第21話 吸血鬼な俺と、唐突な混浴の始まり
「でも、普通に美味しいと思うよ?」
そう言ってくれたのは病み上がりのリンだ。
「確かに、美味しいですね」
パッサパサのカレーを口に運び、妖崎もリンに続く。
「まあ、ましゃやくんにしてはひょうできだな」
口一杯に頬張った先輩が偉そうに口走る。
「凄く美味しいよこれ! 私みたいな不器用で何も出来ないゴミじゃ絶対作れないと思う」
明らかに自虐が行き過ぎな夜切先生も俺を気遣って褒めてくれる。
「そ、そうですかねえ」
スプーンで拾い上げたそれは、もはやカレーとは到底言い難い。
殆ど固まっていてドロドロしていて、野菜たちも煮込みすぎて原型を失くしている。違う文化圏のカレーだと言われれば納得するレベルだ。
「ご馳走様! じゃあ、次は皆でお風呂に入るか!」
「ブッ!」
先輩からの突拍子のない提案に、俺は激しくむせてしまう。
「だ、大丈夫か正也君⁉」
「皆でって、入るわけないでしょ! どんだけスケベなんすか」
俺がそう言うと、先輩は顔を真っ赤にして立ち上がる。
「ち、違う! 女子全員という意味に決まってるだろう! 正也君の方こそスケベだ!」
「なっ! 言い方が悪いだろ! 変態ドMのあんたが言えば皆そう聞こえるっての!」
「変態なのは正也君の方だ! 今もこうやって私のことをいじめてくるじゃないか!」
「あんたのせいで癖ついたんだよぉ!」
「お風呂、一つしかなかったですよ」
そのとき、何か衝撃的な言葉が聞こえてきた気がする。
声の方を振り返ると、リンが固形カレーをもぐもぐしながら俺を見上げていた。
「え?」
「だから、お風呂、一つしかなかったんだって」
それを聞いて固まっていた先輩は、次の瞬間にぱあっと表情が明るくなる。
「そ、それはつまり混っ……!」
続きを言おうとする先輩の口を慌てて塞ぐ。
「一つって、男と女に別れてないってことか?」
「そういうこと」
「嘘だろ? 今時そんなところあるか? いくらあの先輩の両親の趣味だとしても!」
「へっ?」
「だから、本当なんだって。本当に一つしかなかったの」
「嘘だっ! そんな不便なこと、俺は信じないぞ!」
「しつこい! じゃあ自分で見に行けば良いでしょ!」
半信半疑の俺を見下ろす建物。それはどこを見渡しても一つだけだった。
「ほら、あそこに」
リンが指をさす方向に皆の視線が誘導される。
大浴場の入り口には、『男湯、女湯別れていません。どうぞお楽しみください』と立て看板に書かれている。

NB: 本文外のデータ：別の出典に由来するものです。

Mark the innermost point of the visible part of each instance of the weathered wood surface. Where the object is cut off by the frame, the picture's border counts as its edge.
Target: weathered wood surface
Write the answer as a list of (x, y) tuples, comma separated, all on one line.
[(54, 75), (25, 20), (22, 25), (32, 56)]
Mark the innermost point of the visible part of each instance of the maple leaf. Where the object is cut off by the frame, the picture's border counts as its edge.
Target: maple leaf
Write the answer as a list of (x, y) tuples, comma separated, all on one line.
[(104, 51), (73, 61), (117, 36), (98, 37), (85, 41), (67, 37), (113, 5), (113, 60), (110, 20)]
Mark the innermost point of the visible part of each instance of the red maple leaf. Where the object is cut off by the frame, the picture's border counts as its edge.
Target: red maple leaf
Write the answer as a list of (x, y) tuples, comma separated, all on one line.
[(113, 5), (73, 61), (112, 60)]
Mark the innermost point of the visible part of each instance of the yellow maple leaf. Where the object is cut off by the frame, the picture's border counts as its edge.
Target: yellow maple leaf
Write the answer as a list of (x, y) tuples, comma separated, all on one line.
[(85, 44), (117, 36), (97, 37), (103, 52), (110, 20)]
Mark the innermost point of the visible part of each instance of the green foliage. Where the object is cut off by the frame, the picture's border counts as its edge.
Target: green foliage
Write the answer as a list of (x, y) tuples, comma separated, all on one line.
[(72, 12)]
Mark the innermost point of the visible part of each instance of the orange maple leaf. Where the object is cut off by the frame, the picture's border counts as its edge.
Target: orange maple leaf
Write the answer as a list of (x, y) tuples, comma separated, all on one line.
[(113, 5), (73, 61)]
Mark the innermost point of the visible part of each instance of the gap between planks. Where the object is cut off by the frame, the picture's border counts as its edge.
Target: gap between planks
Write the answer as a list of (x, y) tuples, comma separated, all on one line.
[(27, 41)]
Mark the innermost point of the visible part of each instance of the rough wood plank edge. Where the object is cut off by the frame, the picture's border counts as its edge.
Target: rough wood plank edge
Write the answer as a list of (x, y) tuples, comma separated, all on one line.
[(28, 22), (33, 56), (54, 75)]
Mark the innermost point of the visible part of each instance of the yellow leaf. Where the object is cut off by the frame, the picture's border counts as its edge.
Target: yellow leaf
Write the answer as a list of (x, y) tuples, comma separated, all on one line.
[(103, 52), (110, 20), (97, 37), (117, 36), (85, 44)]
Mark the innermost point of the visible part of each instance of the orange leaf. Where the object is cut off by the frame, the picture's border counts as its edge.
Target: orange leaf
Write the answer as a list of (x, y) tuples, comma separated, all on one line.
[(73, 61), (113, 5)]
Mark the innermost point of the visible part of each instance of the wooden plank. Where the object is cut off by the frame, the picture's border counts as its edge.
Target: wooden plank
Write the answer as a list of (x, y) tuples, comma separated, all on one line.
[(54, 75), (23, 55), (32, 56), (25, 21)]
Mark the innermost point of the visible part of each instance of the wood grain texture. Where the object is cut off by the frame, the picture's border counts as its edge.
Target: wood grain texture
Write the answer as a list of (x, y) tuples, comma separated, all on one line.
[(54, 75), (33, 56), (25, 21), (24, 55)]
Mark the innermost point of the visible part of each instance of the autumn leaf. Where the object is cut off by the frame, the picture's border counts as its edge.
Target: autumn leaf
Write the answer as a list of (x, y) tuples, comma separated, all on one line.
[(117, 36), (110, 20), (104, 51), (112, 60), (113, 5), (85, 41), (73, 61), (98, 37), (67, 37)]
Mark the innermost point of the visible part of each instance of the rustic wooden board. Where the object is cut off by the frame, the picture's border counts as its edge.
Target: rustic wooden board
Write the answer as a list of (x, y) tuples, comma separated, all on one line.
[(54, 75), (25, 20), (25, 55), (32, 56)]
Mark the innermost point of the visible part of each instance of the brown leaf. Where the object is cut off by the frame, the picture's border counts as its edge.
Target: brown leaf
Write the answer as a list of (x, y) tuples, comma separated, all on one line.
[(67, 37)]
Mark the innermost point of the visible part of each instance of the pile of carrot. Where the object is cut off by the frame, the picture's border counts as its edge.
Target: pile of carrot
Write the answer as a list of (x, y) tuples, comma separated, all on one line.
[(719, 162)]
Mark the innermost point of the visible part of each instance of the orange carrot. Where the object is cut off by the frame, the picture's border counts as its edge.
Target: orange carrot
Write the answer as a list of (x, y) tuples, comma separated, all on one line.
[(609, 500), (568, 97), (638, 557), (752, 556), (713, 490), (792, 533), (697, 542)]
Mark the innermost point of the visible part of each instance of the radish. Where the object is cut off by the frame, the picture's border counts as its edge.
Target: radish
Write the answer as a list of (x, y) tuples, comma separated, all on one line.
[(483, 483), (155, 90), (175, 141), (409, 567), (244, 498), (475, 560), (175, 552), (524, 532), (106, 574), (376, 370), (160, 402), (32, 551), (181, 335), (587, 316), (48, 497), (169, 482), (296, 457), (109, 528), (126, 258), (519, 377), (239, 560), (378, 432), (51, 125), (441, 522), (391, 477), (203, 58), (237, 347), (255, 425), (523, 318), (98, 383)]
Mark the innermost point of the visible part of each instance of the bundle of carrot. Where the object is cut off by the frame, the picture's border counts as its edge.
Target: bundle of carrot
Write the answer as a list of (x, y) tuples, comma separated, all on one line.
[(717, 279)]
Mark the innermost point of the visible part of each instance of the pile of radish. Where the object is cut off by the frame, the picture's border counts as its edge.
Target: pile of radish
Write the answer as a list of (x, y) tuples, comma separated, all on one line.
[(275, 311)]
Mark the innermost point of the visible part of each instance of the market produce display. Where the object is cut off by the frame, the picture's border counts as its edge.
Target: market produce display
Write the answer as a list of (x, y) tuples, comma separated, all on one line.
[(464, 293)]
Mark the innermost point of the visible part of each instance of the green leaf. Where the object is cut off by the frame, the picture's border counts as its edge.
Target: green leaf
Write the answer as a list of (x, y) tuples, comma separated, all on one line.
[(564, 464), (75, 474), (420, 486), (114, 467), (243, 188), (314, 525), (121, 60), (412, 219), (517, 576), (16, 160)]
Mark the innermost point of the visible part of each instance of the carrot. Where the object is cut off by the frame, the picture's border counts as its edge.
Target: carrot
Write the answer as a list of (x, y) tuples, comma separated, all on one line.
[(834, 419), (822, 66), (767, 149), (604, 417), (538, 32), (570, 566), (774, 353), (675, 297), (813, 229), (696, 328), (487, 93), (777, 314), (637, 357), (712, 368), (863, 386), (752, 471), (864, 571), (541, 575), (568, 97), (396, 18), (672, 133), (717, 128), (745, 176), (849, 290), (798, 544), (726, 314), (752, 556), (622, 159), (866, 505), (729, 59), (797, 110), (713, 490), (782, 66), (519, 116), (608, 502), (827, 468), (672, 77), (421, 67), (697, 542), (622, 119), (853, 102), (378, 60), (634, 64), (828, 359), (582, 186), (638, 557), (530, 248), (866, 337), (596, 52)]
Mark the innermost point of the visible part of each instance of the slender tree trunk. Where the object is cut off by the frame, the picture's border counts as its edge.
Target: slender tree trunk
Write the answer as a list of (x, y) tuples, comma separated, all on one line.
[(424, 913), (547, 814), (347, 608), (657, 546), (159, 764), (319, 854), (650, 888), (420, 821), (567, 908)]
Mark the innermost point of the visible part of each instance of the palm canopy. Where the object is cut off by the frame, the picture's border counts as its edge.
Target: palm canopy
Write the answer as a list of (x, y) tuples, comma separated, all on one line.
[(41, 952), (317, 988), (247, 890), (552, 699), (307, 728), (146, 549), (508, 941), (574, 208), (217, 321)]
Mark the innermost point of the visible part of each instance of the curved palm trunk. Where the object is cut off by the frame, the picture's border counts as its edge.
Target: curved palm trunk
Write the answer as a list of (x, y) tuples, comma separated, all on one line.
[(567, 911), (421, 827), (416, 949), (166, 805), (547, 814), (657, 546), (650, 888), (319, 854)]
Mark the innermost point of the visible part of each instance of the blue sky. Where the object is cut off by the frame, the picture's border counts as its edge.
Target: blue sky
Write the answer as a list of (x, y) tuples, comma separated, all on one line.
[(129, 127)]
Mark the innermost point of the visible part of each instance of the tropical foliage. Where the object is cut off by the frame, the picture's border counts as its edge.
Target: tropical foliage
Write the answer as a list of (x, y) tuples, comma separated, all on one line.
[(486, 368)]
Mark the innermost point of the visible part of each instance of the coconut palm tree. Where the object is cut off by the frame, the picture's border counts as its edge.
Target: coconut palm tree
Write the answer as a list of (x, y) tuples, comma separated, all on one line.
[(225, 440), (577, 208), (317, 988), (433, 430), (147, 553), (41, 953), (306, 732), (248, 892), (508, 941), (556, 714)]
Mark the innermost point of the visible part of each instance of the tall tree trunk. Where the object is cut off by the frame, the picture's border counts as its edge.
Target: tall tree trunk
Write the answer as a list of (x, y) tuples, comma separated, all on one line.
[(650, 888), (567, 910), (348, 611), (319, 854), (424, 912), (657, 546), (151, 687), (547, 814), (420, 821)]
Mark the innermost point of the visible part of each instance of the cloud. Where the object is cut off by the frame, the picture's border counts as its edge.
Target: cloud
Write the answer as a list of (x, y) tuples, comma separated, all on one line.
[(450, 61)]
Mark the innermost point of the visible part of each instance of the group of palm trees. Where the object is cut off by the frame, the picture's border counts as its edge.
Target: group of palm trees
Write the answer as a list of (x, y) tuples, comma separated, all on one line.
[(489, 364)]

それから俺たち全員の視線が先輩に集中したことは言うまでもない。
「なっ、何だ? そんなにじろじろ見て。私は関係無いぞ」
「ええ、そうでしょうとも」
「あっ、わかってないな⁉ 信用してないな⁉」
「何はともあれ、入る順番を決めなければいけませんね」
妖崎がそう言うと、次に全員の視線が集まるのは俺だ。
「へっ?」
そして、気が付けば俺は、一人で大浴場のシャワーを浴びているのだった。
「何でこうなんだよ。普通女が先だろ」
大浴場を見渡すと、ざっと十人は同時に入れそうな立派な造りだ。
恐らくだが、大広間がある本館と寝室が並ぶ別館、そして大浴場を建てるとなると流石に予算が足りなかったのだろう。不便だが、一応理解は示してやることにする。
「混浴、ねえ」
見てくれだけは立派なあいつらと混浴……先輩も、妖崎も、先生も結構デカいし、リンはちんちくりんだけど、それはそれでイイというか……。
「正也君? 入って、良いかな?」
「ひゃっ⁉」
その怯えたような声とガラス越しに浮かぶ身体のシルエット、それは紛れもなく夜切先生だった。
俺は、咄嗟に反応した息子を慌ててタオルで隠したのだった。